Warren Olney (at the 36:35 mark): “Mr. Hirschmann, back to you. Are you serving the interests of your own members, if you resist the idea of breaking up the big banks?”
David Hirschmann (leading the Chamber’s financial lobbying efforts): “I just don’t think the question is whether we need to break up the big banks. The question is how do we ensure that the kinds of practices that they engaged in — and others outside the banking system — don’t happen any more. Which is why we pointed to transparency in areas like derivatives and leverage.” [my transcription]
Mr. Hirschmann then goes on to talk about the consumer protection agency (he’s opposed).
The conflict between the Chamber’s principles and its actions becomes increasingly clear.

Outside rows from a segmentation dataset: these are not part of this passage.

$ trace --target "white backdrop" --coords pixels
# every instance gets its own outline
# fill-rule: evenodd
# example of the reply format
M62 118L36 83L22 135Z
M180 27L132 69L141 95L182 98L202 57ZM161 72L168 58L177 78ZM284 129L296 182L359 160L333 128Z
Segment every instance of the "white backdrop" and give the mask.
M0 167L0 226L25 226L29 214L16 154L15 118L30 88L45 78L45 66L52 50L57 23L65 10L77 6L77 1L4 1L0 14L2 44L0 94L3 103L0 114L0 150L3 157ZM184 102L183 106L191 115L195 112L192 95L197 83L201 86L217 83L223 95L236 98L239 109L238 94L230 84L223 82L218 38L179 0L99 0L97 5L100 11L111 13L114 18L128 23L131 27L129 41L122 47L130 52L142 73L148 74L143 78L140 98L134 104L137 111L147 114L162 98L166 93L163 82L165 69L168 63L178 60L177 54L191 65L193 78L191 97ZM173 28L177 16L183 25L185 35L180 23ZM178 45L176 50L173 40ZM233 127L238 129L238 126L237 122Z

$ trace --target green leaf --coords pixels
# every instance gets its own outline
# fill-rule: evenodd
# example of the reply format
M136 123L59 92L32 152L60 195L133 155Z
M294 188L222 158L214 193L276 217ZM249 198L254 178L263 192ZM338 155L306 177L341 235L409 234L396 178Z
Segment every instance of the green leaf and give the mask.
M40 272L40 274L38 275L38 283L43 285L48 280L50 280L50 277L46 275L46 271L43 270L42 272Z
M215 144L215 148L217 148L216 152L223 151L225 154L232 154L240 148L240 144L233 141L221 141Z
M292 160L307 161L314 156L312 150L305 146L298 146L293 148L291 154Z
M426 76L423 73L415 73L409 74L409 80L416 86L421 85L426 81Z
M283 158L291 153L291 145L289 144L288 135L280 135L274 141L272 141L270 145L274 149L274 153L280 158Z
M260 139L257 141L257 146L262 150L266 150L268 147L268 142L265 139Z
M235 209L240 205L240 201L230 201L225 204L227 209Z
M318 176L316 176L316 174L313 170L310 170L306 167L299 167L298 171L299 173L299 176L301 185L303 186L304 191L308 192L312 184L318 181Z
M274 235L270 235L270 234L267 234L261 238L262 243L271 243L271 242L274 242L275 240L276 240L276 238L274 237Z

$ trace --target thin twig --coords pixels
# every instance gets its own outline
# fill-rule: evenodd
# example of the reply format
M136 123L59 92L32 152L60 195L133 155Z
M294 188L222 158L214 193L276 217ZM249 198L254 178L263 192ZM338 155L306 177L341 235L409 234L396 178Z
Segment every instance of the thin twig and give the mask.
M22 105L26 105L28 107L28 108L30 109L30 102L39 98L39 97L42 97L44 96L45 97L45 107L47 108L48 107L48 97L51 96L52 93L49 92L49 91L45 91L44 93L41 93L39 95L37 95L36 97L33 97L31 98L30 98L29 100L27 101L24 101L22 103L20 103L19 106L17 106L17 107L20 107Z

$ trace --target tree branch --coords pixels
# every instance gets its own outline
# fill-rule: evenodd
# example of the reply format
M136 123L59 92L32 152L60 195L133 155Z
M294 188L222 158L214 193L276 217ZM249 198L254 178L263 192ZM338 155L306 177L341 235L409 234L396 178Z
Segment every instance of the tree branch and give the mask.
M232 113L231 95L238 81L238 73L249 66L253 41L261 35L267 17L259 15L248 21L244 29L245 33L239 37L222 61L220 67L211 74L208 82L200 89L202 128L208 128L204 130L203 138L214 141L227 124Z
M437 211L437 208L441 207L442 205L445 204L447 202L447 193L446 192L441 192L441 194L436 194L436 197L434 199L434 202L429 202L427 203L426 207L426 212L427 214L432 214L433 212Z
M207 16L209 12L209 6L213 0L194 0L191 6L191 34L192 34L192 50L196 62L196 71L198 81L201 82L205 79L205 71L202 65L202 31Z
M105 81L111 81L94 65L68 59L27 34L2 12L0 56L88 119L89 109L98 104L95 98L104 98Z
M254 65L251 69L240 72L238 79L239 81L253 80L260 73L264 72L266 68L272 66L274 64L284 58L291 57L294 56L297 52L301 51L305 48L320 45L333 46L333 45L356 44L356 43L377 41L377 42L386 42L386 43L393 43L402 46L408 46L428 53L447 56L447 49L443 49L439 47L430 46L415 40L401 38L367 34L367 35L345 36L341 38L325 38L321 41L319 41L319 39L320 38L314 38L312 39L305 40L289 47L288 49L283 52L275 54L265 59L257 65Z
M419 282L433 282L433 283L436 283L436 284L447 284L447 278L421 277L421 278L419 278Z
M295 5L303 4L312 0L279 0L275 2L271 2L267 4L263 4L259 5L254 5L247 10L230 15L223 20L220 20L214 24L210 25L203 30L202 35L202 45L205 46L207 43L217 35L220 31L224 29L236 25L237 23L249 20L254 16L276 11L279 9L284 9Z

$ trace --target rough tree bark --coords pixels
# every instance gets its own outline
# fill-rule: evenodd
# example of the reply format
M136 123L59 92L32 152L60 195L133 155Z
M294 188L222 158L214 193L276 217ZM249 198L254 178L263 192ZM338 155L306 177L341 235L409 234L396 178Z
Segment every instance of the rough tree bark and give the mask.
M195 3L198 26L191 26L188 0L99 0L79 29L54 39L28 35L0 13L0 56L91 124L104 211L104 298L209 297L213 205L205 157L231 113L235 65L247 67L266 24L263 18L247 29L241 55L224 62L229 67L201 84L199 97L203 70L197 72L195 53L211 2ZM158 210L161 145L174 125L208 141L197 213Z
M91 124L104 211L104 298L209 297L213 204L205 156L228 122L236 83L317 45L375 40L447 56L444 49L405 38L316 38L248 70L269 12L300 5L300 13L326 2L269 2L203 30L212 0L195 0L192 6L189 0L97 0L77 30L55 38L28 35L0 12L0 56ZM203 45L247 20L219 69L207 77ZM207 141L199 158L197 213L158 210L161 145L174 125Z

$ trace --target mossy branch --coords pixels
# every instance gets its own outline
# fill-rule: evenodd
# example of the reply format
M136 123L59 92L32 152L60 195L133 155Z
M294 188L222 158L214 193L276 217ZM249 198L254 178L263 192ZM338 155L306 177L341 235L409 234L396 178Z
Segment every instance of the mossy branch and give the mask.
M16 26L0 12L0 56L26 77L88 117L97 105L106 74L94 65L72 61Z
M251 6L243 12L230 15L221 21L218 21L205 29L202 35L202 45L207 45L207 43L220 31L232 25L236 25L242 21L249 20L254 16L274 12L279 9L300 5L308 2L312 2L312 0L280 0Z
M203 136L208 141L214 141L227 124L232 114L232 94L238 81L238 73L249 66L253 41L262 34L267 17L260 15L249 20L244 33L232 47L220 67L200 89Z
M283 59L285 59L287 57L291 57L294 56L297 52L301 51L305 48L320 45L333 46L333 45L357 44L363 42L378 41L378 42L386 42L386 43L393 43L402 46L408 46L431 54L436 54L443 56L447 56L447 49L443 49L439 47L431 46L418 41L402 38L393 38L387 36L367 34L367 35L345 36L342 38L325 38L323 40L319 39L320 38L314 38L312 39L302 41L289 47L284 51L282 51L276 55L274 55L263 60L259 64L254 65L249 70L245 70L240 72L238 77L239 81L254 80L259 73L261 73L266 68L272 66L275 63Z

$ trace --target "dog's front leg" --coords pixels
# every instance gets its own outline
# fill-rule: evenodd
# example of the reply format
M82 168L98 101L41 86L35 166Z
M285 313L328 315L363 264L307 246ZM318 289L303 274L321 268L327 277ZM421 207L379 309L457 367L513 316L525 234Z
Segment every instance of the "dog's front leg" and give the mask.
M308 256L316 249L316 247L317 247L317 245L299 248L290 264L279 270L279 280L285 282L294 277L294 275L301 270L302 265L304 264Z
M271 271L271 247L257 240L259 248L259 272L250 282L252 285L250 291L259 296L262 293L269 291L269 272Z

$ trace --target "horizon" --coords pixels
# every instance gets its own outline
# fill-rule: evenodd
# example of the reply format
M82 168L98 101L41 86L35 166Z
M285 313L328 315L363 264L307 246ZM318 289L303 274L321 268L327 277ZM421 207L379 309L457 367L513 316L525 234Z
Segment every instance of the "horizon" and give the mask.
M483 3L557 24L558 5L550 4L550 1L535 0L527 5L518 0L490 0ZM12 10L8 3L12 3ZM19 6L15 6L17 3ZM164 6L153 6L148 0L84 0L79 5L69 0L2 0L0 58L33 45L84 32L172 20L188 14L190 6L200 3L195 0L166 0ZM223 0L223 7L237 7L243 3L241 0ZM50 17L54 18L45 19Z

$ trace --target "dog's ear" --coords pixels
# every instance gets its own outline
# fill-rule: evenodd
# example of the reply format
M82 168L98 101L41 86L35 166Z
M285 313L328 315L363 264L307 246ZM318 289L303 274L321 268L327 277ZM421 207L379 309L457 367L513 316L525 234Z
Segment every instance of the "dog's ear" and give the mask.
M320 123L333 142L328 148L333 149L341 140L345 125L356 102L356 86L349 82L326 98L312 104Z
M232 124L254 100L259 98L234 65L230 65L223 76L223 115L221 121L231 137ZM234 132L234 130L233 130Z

Hirschmann made some good statements, along the lines of: no one should have permanent access to the taxpayer’s pocket, and any firm – no matter how large – should go out of business if its managers make the wrong decisions. This is exactly what the representative of small business should say.
But, despite being given repeated opportunity to say something at least generally along the lines of Alan Greenspan last week (e.g., “too big to fail is too big to exist”), Hirschmann retreated into platitudes about the need to modernize our entire regulatory system.
At the same time, he emphasized that the Chamber is adamantly opposed to the main piece of this modernization – as proposed by the administration – which is a new agency to protect consumers vis-à-vis financial products.
He didn’t dispute that the actions of our largest financial players have seriously hurt small business people – through bringing about a massive financial crisis and deep rececession – but the Chamber apparently favors just reshuffling regulatory responsibilities and more “transparency” on all sides.
There is a long tradition in the United States of big business trampling on independent entrepreneurs, and of those entrepreneurs fighting back through the ballot box. This time around, big banks captured their regulators, badly damaged small firms, and look set to do it again.
Why is the Chamber of Commerce refusing to stand up for small business?